The suicide of Robin Williams has inspired another national dialogue about mental illness. If a man who was so talented, so admired, so successful could also be so depressed to the point where he would take his own life, it reminds us we need to be more aware of the difficulties facing people in our own lives, to help them get the help they need.
The stories raise awareness of something that is common knowledge among mental health professionals but comes as a shock to others. As a report in The New York Times put it, "More than 70 percent of all suicides in the United States are white men, most of them in their middle years, and many take their lives in the wake of some loss, whether professional, personal or physical."
This impulse to help more people get more care is reminiscent of the one that greeted the massacre at Sandy Hook Elementary School in Connecticut a year and a half ago. If a troubled young man had received the treatment he needed, perhaps so many youngsters and their brave teachers might not have been shot down.
And that came just six months after a man who had been receiving psychiatric treatment killed a dozen and injured scores more in a shooting in a Colorado movie theater.

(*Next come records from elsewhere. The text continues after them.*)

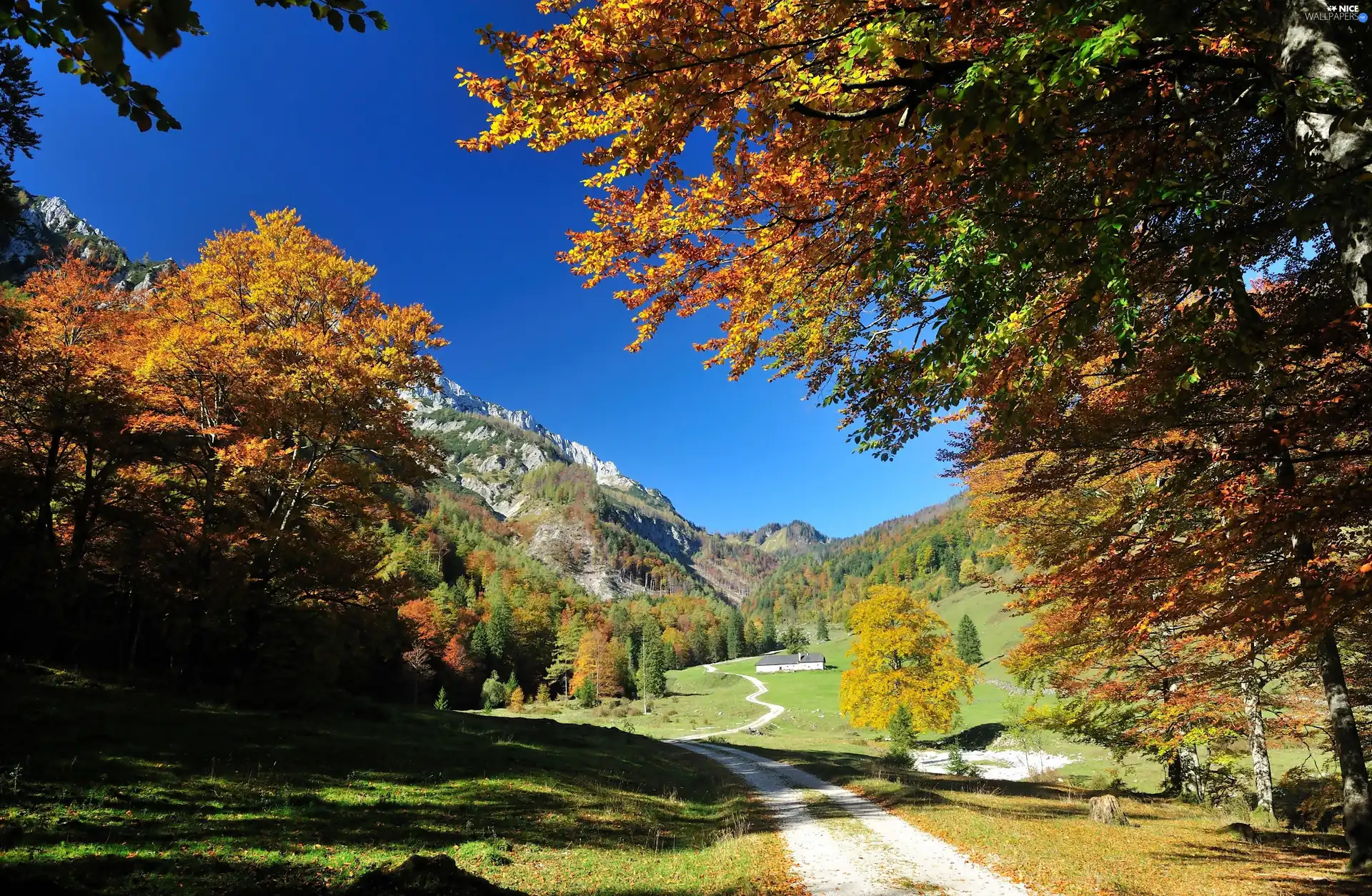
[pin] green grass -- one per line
(113, 791)
(697, 703)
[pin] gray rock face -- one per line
(49, 229)
(453, 397)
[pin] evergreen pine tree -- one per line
(902, 732)
(480, 642)
(968, 641)
(652, 667)
(735, 641)
(493, 692)
(565, 657)
(499, 629)
(795, 639)
(752, 638)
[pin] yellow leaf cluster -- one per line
(902, 656)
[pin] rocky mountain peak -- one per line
(453, 397)
(49, 228)
(792, 537)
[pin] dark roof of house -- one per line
(785, 659)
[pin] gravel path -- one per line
(772, 710)
(841, 843)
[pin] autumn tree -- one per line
(68, 460)
(902, 656)
(91, 40)
(942, 210)
(17, 134)
(1191, 515)
(277, 377)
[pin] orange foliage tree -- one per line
(1221, 517)
(206, 465)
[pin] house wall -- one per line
(790, 667)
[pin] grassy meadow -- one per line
(1033, 832)
(114, 791)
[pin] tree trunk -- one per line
(1343, 732)
(1252, 688)
(1336, 153)
(1191, 781)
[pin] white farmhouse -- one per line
(790, 662)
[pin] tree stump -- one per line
(1106, 810)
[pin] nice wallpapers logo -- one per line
(1338, 13)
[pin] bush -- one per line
(1106, 780)
(1309, 799)
(902, 730)
(960, 766)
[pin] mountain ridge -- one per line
(612, 534)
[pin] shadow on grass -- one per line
(210, 800)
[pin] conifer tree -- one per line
(652, 672)
(565, 657)
(501, 627)
(769, 632)
(795, 639)
(735, 639)
(968, 641)
(480, 642)
(902, 730)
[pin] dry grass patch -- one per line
(1042, 837)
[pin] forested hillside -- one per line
(182, 482)
(933, 553)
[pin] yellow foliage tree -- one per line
(902, 656)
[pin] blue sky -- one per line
(357, 132)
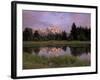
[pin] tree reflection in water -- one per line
(82, 52)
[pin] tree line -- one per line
(76, 33)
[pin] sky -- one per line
(44, 19)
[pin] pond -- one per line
(82, 53)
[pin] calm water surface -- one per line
(48, 51)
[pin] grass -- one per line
(33, 61)
(53, 43)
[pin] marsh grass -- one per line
(35, 62)
(53, 43)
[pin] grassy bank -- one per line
(53, 43)
(33, 61)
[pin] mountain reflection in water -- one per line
(80, 52)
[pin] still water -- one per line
(82, 53)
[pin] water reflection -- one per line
(80, 52)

Mental illness is hard to diagnose and hard to treat. No one ever argues that we need less access, but few in a position to make a difference have confronted the reality of just how hard it can be to get treatment. Hospitals close inpatient mental health units, states cut budgets. It all gets lost in the shuffle.
Scary statistics surface from time to time in news stories. Last year the U.S. Department of Health and Human Services told Congress that 55 percent of the nation's 3,100 counties had no practicing psychiatrists, psychologists or social workers. The report blamed budget cuts and an increase in those leaving the profession.
For those fortunate enough to live in a community that still had practicing mental health professionals, a survey by the Kaiser Family Foundation found that many are in such demand that they no longer accept new patients and many do not accept private insurance.
The Healthcare Association of New York State found last year that 58 percent of hospitals and health systems had a shortage of psychiatrists, with nearly 40 percent of those still on staff close to retirement. Nationally, the Association of American Medical Colleges found that 57 percent of practicing psychiatrists are at least 55 years old.
The well-known, oft-talked-about stigma of mental illness shows up in other ways as well with unemployment rates running as high as 80 percent and with jails finding that half to two-thirds of those being locked up on any given day have mental health issues, many of them serious and untreated.
Each sad or tragic story leads to the same statistics and the same conclusion. While people can help those in their lives cope with mental illness, the matching public commitment of resources has not come close to keeping up with the needs.